I (Isaac) assumed that since the Twenty Theory was similar enough to the Full Theory and that experience at time 20 and afterwards was most important, the Full and Twenty Theories would have little variation in the accuracies.

In [93]:

```
df = df.iloc[np.random.permutation(len(df))]
key = np.random.rand(len(df)) < 0.8
f_train_X = df[key].drop(["match_id", 'won'],1)
f_train_y = df[key]['won']
f_test_X = df[~key].drop(["match_id", 'won'],1)
f_test_y = df[~key]['won']
g_train_X = df[key].drop(["match_id", "g_0", "g_05", "g_10", "g_15", "e_0", "e_05", "e_10", "e_15", "won"],1)
g_train_y = df[key]['won']
g_test_X = df[~key].drop(["match_id", "g_0", "g_05", "g_10", "g_15", "e_0", "e_05", "e_10", "e_15", "won"],1)
g_test_y = df[~key]['won']
```

In [104]:

```
def guessExp(group):
sum0 = np.sum(group[group['team'] == 0]['e_20'])
sum1 = np.sum(group[group['team'] == 1]['e_20'])
if sum0 > sum1:
group = group.assign(Exp_predicted = group.apply(lambda x: 1 if x.team == 0 else 0,axis=1))
else:
group = group.assign(Exp_predicted = group.apply(lambda x: 1 if x.team == 1 else 0,axis=1))
return group
groups_exp = df.groupby(['match_id'])
i = 0
for name,group in groups_exp:
if i == 0:
data = guessExp(group)
else:
data = data.append(guessExp(group))
i += 1
continue
```

In [105]:

```
print "Experience Accuracy: ", np.sum(data['won'] == data['Exp_predicted'])/float(len(data))
```

In [ ]:

```
def guessElo(group):
sum0 = np.sum(group[group['team'] == 0]['ELO'])
sum1 = np.sum(group[group['team'] == 1]['ELO'])
if sum0 > sum1:
group = group.assign(ELO_predicted = group.apply(lambda x: 1 if x.team == 0 else 0,axis=1))
else:
group = group.assign(ELO_predicted = group.apply(lambda x: 1 if x.team == 1 else 0,axis=1))
return group
groups = df.groupby(['match_id'])
i = 0
for name,group in groups:
if i == 0:
data = guessElo(group)
else:
data = data.append(guessElo(group))
i += 1
continue
```

In [95]:

```
print "Elo Accuracy: ", np.sum(data['won'] == data['ELO_predicted'])/float(len(data))
```

Our Elo Theory worked on the same principles as our Experience Theory, but only produced an accuracy of 66.13%. We believe the lower accuracy of this theory is due to the instability of Elo ratings across players and time and that the Elo ratings may not have been as stable as we theorized above. Since we cannot control for different players using different heroes, the Elo ratings had more fluctuations and instability across our data set than we would have liked.

While testing our first two theories required only summation, our other two theories required the use of machine learning algorithms.

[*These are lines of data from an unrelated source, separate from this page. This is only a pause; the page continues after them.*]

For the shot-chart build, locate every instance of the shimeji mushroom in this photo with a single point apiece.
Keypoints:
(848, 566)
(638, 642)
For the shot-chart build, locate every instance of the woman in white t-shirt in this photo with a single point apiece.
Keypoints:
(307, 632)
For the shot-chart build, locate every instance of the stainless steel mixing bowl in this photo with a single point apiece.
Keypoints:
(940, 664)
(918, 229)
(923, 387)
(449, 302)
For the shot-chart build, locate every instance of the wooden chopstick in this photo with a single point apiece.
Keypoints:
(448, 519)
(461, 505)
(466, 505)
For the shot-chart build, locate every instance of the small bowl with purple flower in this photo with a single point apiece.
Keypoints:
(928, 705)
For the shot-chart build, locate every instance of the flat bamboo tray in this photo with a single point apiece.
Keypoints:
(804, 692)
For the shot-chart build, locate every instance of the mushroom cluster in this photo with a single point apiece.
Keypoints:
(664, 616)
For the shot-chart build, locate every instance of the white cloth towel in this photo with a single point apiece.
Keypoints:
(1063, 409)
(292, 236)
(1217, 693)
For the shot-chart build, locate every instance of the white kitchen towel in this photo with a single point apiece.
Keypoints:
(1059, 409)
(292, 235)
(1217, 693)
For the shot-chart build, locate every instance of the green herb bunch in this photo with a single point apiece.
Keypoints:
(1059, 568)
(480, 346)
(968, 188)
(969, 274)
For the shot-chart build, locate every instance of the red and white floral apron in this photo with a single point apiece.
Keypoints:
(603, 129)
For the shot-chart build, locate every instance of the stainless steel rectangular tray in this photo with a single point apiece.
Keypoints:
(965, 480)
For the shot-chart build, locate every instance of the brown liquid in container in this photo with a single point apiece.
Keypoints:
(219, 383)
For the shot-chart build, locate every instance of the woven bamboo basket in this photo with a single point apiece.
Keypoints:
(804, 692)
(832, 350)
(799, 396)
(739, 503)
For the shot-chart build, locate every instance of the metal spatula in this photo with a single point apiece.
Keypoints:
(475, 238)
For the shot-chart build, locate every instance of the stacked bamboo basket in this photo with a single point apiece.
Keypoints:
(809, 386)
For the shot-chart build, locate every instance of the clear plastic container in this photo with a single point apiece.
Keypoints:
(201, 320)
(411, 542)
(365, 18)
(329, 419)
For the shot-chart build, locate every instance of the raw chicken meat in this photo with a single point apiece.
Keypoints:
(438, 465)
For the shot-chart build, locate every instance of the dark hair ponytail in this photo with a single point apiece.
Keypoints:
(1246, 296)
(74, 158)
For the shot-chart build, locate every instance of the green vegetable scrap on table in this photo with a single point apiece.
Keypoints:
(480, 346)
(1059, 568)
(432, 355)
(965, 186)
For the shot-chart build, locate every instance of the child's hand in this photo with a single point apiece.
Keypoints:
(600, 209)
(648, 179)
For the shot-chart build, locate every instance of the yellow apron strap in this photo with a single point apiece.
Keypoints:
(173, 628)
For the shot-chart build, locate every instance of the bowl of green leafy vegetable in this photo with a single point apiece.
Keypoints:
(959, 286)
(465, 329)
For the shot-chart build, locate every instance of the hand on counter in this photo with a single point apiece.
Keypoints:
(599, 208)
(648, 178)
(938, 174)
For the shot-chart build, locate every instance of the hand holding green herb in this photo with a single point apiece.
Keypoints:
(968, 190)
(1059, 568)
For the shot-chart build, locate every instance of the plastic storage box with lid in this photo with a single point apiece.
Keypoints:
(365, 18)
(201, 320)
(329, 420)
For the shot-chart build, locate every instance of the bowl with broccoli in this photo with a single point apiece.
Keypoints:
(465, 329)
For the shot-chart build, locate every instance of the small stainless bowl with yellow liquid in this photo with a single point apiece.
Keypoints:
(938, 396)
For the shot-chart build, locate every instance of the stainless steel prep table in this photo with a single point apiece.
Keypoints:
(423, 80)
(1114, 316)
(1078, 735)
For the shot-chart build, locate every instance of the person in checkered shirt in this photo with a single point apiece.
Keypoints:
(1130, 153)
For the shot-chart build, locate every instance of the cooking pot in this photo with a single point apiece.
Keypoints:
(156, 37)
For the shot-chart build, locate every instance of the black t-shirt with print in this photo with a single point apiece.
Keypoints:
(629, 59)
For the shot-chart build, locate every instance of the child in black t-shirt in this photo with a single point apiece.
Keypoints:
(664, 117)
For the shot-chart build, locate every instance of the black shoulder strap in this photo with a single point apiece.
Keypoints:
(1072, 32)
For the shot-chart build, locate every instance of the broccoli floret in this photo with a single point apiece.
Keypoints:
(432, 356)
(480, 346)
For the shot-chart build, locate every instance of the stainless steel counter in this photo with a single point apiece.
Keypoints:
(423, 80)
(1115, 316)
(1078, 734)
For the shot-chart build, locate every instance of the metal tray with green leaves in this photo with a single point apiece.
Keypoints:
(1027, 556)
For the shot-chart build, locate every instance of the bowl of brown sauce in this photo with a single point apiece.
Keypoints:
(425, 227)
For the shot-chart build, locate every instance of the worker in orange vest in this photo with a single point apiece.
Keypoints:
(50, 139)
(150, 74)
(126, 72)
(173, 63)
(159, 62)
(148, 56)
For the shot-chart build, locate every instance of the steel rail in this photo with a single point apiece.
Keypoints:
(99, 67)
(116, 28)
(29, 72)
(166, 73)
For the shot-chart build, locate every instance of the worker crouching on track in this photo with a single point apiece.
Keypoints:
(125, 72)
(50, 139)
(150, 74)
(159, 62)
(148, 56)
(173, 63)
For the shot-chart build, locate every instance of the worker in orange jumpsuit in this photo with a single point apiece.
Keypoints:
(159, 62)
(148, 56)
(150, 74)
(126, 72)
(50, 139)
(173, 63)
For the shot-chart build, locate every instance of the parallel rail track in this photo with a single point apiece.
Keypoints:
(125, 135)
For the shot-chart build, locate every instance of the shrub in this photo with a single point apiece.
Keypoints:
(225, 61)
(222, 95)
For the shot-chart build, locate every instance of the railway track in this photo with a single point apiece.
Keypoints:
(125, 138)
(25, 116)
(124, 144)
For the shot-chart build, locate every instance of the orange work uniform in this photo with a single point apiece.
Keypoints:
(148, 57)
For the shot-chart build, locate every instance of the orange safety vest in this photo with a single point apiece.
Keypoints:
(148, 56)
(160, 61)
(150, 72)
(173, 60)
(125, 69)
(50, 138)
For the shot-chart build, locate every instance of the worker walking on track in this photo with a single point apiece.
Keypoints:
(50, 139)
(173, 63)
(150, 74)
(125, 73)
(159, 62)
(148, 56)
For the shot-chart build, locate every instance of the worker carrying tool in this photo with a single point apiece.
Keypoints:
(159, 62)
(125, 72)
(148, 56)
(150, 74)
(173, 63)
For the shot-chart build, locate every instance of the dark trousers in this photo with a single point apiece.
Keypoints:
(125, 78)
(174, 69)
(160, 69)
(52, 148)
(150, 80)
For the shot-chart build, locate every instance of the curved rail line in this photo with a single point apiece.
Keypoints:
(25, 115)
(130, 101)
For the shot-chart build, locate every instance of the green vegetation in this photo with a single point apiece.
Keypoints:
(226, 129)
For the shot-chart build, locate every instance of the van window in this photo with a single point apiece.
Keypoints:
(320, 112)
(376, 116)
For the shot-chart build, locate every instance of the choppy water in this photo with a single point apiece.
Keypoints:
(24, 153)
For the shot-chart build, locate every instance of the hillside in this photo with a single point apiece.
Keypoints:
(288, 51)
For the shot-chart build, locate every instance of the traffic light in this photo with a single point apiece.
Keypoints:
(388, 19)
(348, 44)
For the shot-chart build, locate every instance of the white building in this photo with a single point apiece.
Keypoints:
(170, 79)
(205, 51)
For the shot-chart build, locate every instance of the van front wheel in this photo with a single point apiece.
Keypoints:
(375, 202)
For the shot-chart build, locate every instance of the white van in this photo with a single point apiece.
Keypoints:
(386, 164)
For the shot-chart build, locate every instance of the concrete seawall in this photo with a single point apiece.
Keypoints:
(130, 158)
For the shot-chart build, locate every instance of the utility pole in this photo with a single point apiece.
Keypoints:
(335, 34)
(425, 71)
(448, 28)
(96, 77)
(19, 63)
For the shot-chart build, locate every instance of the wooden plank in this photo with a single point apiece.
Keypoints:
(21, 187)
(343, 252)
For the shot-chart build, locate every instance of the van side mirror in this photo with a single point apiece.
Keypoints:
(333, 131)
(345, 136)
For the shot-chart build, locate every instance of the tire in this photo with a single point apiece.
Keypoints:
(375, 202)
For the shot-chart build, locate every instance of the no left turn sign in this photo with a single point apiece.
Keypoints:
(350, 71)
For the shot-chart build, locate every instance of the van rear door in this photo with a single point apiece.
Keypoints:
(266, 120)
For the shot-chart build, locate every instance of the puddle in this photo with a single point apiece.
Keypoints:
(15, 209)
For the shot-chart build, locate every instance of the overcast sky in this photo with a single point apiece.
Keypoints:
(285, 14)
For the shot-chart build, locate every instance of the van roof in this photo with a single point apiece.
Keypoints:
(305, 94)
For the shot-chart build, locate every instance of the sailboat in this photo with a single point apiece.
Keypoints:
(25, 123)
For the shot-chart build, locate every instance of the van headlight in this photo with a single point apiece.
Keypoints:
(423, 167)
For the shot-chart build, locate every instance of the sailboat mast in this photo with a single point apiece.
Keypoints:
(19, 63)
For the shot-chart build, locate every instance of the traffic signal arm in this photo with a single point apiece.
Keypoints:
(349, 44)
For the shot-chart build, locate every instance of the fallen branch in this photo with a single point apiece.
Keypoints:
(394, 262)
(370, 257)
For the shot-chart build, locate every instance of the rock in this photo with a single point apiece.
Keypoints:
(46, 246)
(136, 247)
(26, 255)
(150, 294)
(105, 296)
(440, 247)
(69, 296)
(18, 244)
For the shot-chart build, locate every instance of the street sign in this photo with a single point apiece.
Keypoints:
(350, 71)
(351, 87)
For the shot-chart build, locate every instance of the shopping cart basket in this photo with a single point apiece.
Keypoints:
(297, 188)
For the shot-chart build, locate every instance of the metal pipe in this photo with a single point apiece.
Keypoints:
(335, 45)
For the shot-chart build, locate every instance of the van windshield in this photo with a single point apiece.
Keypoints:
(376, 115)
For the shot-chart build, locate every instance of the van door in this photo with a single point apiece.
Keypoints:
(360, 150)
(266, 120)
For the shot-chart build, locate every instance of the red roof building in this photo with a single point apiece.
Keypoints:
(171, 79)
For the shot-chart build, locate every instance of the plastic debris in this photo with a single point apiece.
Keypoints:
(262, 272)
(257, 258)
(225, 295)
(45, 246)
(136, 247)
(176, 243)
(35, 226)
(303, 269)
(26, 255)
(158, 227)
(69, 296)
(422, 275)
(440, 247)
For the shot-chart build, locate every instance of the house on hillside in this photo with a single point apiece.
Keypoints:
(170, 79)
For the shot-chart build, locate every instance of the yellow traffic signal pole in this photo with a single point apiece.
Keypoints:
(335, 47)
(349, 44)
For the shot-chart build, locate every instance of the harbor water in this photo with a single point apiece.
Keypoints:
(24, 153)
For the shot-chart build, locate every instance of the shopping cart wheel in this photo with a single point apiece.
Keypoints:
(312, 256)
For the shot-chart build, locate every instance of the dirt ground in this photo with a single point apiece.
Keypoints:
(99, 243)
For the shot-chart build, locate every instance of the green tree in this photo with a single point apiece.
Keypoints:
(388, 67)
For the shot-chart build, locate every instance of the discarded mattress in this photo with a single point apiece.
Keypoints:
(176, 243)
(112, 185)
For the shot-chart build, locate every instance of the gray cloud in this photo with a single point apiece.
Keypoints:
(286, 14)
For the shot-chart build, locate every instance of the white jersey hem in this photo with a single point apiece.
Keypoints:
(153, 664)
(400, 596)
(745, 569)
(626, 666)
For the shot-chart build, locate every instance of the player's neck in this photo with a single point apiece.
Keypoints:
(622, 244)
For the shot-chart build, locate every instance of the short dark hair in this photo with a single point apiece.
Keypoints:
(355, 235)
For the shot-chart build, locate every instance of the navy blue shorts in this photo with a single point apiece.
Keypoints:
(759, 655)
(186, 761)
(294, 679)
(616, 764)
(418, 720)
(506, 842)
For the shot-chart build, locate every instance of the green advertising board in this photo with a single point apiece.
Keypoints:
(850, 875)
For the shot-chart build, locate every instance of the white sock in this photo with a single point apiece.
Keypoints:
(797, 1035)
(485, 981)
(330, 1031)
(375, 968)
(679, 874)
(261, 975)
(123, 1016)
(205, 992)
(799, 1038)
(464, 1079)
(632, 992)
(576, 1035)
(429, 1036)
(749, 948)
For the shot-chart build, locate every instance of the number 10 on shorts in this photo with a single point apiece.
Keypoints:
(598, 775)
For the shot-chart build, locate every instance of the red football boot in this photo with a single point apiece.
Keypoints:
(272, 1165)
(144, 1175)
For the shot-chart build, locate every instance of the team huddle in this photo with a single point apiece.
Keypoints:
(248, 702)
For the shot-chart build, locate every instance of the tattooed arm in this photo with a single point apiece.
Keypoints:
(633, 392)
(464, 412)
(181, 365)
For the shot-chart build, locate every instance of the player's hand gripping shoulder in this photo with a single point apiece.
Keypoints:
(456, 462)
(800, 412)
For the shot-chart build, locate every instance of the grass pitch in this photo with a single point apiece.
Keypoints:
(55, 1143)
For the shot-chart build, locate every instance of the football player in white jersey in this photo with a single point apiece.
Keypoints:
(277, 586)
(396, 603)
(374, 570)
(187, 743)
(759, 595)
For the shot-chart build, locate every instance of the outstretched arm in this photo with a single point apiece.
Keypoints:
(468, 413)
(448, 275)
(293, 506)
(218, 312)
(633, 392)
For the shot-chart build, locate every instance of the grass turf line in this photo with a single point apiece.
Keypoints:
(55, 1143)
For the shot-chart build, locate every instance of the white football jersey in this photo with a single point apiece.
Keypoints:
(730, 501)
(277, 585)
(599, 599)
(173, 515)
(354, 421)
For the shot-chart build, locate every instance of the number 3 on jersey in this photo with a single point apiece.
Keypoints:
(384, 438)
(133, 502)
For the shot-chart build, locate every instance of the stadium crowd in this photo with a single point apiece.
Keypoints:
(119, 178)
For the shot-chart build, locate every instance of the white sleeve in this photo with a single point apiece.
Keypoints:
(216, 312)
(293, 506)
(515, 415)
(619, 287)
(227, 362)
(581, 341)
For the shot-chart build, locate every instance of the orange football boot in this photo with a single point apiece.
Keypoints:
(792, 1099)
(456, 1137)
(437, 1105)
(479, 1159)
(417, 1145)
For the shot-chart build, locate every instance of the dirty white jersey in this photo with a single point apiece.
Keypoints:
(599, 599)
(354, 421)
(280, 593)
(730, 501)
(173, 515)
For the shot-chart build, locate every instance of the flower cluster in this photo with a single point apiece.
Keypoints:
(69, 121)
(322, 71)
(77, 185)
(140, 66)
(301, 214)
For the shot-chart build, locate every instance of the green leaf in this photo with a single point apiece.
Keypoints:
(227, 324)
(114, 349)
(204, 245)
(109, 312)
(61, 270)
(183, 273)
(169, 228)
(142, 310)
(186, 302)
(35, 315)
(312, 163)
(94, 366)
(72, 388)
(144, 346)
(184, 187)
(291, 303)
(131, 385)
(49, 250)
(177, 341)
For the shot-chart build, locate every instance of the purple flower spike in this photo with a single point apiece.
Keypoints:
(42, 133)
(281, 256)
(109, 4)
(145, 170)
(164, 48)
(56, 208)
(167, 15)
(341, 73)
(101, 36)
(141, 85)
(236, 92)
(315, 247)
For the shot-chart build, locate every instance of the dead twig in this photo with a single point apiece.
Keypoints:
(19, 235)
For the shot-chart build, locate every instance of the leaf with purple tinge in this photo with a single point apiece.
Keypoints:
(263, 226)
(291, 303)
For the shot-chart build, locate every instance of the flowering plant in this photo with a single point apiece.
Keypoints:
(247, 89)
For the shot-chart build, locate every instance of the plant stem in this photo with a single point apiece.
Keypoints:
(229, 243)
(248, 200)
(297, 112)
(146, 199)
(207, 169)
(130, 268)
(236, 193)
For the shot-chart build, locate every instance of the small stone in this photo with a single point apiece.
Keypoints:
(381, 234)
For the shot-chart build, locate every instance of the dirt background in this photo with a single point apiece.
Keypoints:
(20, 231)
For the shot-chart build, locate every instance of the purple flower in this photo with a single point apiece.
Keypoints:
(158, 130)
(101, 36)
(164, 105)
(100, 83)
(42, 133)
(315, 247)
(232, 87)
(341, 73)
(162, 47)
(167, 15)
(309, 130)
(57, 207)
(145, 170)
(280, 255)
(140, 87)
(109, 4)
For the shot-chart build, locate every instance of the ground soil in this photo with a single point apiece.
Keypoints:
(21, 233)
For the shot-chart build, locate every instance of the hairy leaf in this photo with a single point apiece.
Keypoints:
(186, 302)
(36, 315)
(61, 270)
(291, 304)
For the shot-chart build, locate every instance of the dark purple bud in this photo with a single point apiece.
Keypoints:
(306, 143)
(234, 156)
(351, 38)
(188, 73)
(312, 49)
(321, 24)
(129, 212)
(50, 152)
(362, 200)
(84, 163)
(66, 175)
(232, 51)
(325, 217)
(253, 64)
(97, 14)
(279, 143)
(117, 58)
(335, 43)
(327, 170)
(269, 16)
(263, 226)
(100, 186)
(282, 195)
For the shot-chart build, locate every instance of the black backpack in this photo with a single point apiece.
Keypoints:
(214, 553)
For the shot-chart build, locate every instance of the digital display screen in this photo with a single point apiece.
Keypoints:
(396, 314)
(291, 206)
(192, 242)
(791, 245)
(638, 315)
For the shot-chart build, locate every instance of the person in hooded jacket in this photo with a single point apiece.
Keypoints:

The first algorithm we tested with our theories was a randomForest. We chose to use a randomForest, because we theorized the randomForest would classify the data into certain win conditions which would best display the best predictors for victory. The randomForest produced the best accuracy of any of the algorithms we tested, with an accuracy of 86.42% for the Full theory and an accuracy of 86.45% for the Twenty theory.

In [96]:

```
from sklearn.ensemble import RandomForestClassifier
f_rf_model = RandomForestClassifier(n_estimators=50, max_depth=None, min_samples_split=2, random_state=0)
f_rf_model.fit(f_train_X,f_train_y)
g_rf_model = RandomForestClassifier(n_estimators=50, max_depth=None, min_samples_split=2, random_state=0)
g_rf_model.fit(g_train_X,g_train_y)
f_rf_score = f_rf_model.score(f_test_X,f_test_y)
g_rf_score = g_rf_model.score(g_test_X,g_test_y)
print "Full score: ", f_rf_score
print "Twenty score: ", g_rf_score
```

In [97]:

```
from sklearn.linear_model import LogisticRegression
f_lr_model = LogisticRegression()
f_lr_model.fit(f_train_X,f_train_y)
g_lr_model = LogisticRegression()
g_lr_model.fit(g_train_X,g_train_y)
f_lr_score = f_lr_model.score(f_test_X,f_test_y)
g_lr_score = g_lr_model.score(g_test_X,g_test_y)
print "Full score: ", f_lr_score
print "Twenty score: ", g_lr_score
```

After testing a plethora of models, we concluded that the Experience Theory is the best way to predict victory in a DOTA match. While the Full randomForest produced a higher accuracy, the difference was minute. Additionally, the Full Theory requires variables that exist only after a given match, while the Experience Theory can be calculated midgame without a hit to accuracy.